Now, we'll evaluate the double integral: $$ \int_{0}^{\pi}\int_{1-\sin x}^{1+\sin x} dy\,dx = \int_{0}^{\pi}\left[\int_{1-\sin x}^{1+\sin x} dy\right] dx $$ First, perform the integral with respect to \(y\). For this, we'll just subtract the lower bound of the integral from the upper bound: $$ \int_{0}^{\pi}\left[(1+\sin x) - (1-\sin x)\right] dx = \int_{0}^{\pi} 2\sin x\,dx $$ Next, evaluate the integral with respect to \(x\): $$ \int_{0}^{\pi} 2\sin x\,dx = \left[-2\cos x\right]_0^{\pi} = -2\cos{\pi} + 2\cos{0} = 4 $$ So, the area of the region bounded by the given curves and interval is 4 units².

Key concepts

Area of Regions

Calculating the area of a region defined by curves is a fundamental aspect of calculus. Imagine a space enclosed by lines, like a fenced field. To find its exact area, calculus offers tools like double integrals.
This exercise requires us to find the region bounded by the curves defined by the functions \(y = 1 + \sin x\) and \(y = 1 - \sin x\) within the interval \([0, \pi]\).
### Key Steps: - **Sketch the Curves**: Begin by drawing both functions within the specified interval. - **Identify the Bounded Region**: The area of interest is between the functions on the \(x\) interval \([0, \pi]\).- **Set up the Double Integral**: We integrate the difference between the y-values of the two functions, which gives the vertical height from one curve to the other.For more complex regions, these steps remain crucial. The integration limits and function differences must always accurately reflect the enclosed area's properties.

Sine Function

The sine function, denoted as \(\sin x\), is one of the primary functions in trigonometry. It describes the vertical position (or height) relative to a circle's center, translating into oscillating behavior on a graph.
In this problem, the sine function appears as part of the bounds of the region.
### Characteristics of Sine Function: - **Periodic Nature**: The sine function repeats its values every \(2\pi\) radians. - **Symmetry**: It is an odd function, meaning \(\sin(-x) = -\sin(x)\).
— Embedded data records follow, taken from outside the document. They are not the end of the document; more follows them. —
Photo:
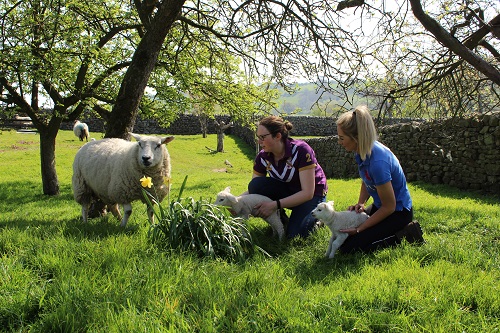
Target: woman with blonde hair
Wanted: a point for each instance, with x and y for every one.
(286, 170)
(383, 179)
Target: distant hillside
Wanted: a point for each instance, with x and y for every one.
(304, 100)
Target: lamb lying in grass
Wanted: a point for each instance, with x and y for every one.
(337, 221)
(243, 206)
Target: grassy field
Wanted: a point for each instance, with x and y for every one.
(59, 275)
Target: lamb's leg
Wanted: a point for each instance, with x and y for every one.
(85, 212)
(127, 211)
(114, 209)
(341, 237)
(327, 254)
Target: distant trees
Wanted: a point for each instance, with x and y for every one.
(118, 57)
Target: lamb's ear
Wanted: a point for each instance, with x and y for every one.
(137, 137)
(167, 139)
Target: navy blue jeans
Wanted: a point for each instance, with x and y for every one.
(301, 221)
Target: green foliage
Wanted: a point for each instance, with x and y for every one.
(201, 227)
(206, 229)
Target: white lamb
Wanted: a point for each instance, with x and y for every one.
(111, 169)
(337, 221)
(243, 205)
(81, 130)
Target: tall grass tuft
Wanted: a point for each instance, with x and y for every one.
(196, 225)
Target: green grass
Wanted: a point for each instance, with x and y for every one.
(59, 275)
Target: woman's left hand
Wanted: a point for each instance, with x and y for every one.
(350, 231)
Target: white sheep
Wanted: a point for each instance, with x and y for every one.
(243, 205)
(336, 221)
(81, 130)
(111, 169)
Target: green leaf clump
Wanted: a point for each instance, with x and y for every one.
(199, 226)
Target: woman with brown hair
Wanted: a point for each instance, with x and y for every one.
(295, 179)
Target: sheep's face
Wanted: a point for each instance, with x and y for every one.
(150, 152)
(323, 211)
(225, 198)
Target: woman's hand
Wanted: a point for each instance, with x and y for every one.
(350, 231)
(265, 209)
(358, 208)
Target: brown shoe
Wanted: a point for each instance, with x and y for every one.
(412, 233)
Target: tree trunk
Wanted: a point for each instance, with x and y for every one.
(48, 136)
(122, 118)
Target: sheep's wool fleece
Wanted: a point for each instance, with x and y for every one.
(109, 169)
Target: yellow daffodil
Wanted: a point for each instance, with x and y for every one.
(146, 182)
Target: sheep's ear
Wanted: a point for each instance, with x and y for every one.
(135, 136)
(167, 139)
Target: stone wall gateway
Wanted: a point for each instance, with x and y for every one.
(464, 153)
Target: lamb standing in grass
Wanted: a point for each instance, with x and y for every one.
(244, 205)
(337, 221)
(111, 169)
(81, 130)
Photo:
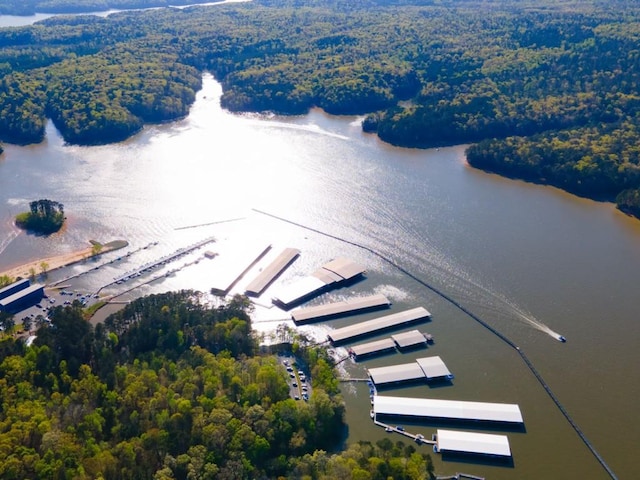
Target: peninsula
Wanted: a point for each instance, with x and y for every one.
(63, 260)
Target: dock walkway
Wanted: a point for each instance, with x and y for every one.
(419, 439)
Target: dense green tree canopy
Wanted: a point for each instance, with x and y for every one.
(172, 388)
(44, 216)
(428, 73)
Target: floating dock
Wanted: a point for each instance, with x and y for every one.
(372, 348)
(272, 271)
(387, 322)
(231, 268)
(412, 339)
(451, 441)
(401, 341)
(323, 312)
(428, 368)
(328, 276)
(446, 410)
(14, 288)
(21, 299)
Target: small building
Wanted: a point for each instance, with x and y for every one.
(22, 299)
(13, 288)
(469, 443)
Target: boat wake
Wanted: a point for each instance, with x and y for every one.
(498, 305)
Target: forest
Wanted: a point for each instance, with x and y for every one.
(548, 90)
(171, 388)
(44, 216)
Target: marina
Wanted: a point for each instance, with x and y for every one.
(272, 271)
(447, 410)
(330, 275)
(423, 369)
(346, 307)
(387, 322)
(471, 443)
(228, 269)
(147, 267)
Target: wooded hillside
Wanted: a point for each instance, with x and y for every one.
(562, 75)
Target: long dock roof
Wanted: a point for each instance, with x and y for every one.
(373, 347)
(377, 324)
(13, 288)
(433, 367)
(271, 271)
(396, 373)
(447, 409)
(338, 308)
(330, 274)
(409, 339)
(228, 269)
(16, 297)
(470, 442)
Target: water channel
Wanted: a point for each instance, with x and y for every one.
(529, 260)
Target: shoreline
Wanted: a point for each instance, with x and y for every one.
(63, 260)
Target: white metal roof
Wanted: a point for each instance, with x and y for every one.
(271, 271)
(372, 347)
(380, 323)
(14, 287)
(447, 409)
(228, 268)
(298, 290)
(5, 302)
(336, 308)
(409, 339)
(469, 442)
(344, 267)
(396, 373)
(433, 367)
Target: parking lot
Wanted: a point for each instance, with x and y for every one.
(299, 384)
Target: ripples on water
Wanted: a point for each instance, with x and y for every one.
(499, 247)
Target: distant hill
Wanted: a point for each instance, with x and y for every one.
(552, 86)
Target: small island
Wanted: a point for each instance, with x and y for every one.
(45, 216)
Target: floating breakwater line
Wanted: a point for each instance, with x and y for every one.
(473, 316)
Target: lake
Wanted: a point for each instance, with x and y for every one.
(527, 259)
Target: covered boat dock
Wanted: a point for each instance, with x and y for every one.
(272, 271)
(346, 307)
(428, 368)
(386, 322)
(412, 339)
(24, 298)
(457, 442)
(328, 276)
(416, 408)
(395, 342)
(228, 269)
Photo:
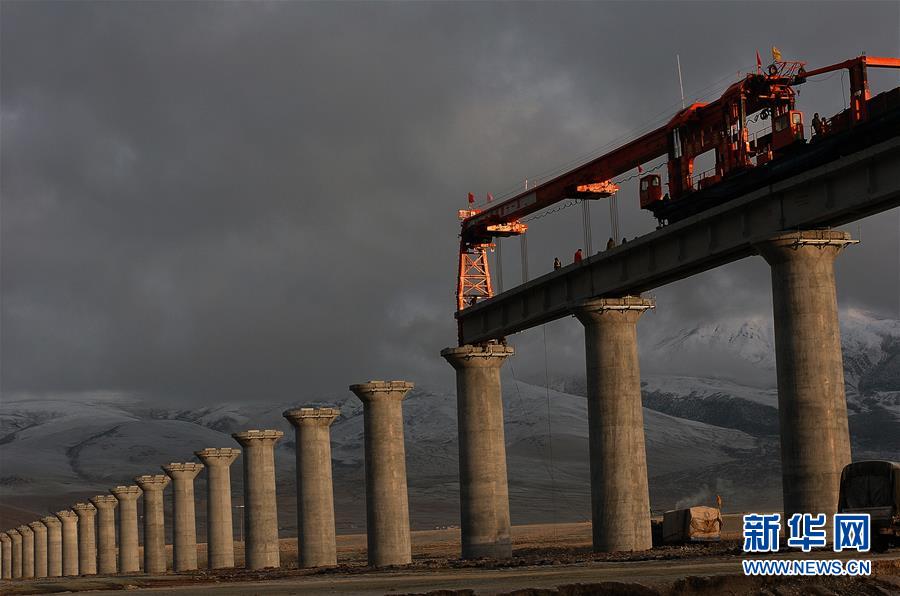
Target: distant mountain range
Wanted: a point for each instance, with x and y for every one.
(706, 434)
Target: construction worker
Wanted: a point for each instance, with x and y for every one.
(818, 125)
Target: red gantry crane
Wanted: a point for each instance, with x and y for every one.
(720, 126)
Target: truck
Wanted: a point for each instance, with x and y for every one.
(873, 487)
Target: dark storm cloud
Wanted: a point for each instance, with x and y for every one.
(256, 200)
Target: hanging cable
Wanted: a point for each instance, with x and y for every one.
(586, 224)
(614, 217)
(523, 247)
(843, 95)
(498, 260)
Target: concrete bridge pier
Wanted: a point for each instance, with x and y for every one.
(260, 506)
(27, 550)
(153, 486)
(40, 548)
(315, 492)
(69, 521)
(812, 407)
(129, 555)
(620, 497)
(87, 539)
(387, 501)
(483, 485)
(54, 545)
(184, 528)
(16, 553)
(219, 523)
(106, 533)
(6, 552)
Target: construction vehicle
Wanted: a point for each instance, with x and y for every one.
(873, 487)
(743, 160)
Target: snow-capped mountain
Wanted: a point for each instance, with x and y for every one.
(710, 417)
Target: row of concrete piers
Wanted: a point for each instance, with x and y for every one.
(815, 439)
(815, 446)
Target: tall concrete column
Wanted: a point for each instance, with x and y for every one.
(70, 541)
(106, 533)
(153, 486)
(387, 500)
(16, 553)
(27, 550)
(483, 488)
(620, 496)
(260, 506)
(87, 540)
(184, 528)
(6, 552)
(812, 408)
(219, 524)
(129, 555)
(315, 492)
(40, 548)
(54, 545)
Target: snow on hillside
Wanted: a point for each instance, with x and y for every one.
(720, 428)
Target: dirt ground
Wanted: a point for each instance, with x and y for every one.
(548, 560)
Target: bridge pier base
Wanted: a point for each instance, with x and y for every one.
(812, 408)
(620, 496)
(484, 491)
This symmetry simplifies understanding its behavior across intervals like \([0, \pi]\).- **Range and Domain**: For any real number \(x\), the sine value is always between \(-1\) and \(1\). Knowing these properties helps visualize how \(y = 1 + \sin x\) and \(y = 1 - \sin x\) fluctuate, thus defining the area between them smoothly.

Integral Calculus

Integral calculus is the study of integrals and their properties. It allows us to calculate areas, volumes, and other quantities using the accumulation of values. When dealing with regions bounded by curves, we often use **double integrals** to systematically determine their areas.
### How Double Integrals Work: - **Multiple Integration**: The double integral spans two dimensions, effectively capturing changes in both \(x\) and \(y\) directions. - **Nested Integrals**: As seen in the solution, it involves integrating with respect to \(y\) first and then \(x\). This allows the description of a 2D area beneath the curves. - **Application**: In our exercise, it helps calculate the area between \(y = 1 + \sin x\) and \(y = 1 - \sin x\). The bounds in these integrals determine the region between these oscillating curves.The integral effectively sums up small rectangular strips under the curve, which stretch across the interval \([0, \pi]\). That summed area gives the total area of interest, illustrating one of calculus' powers in geometric computations.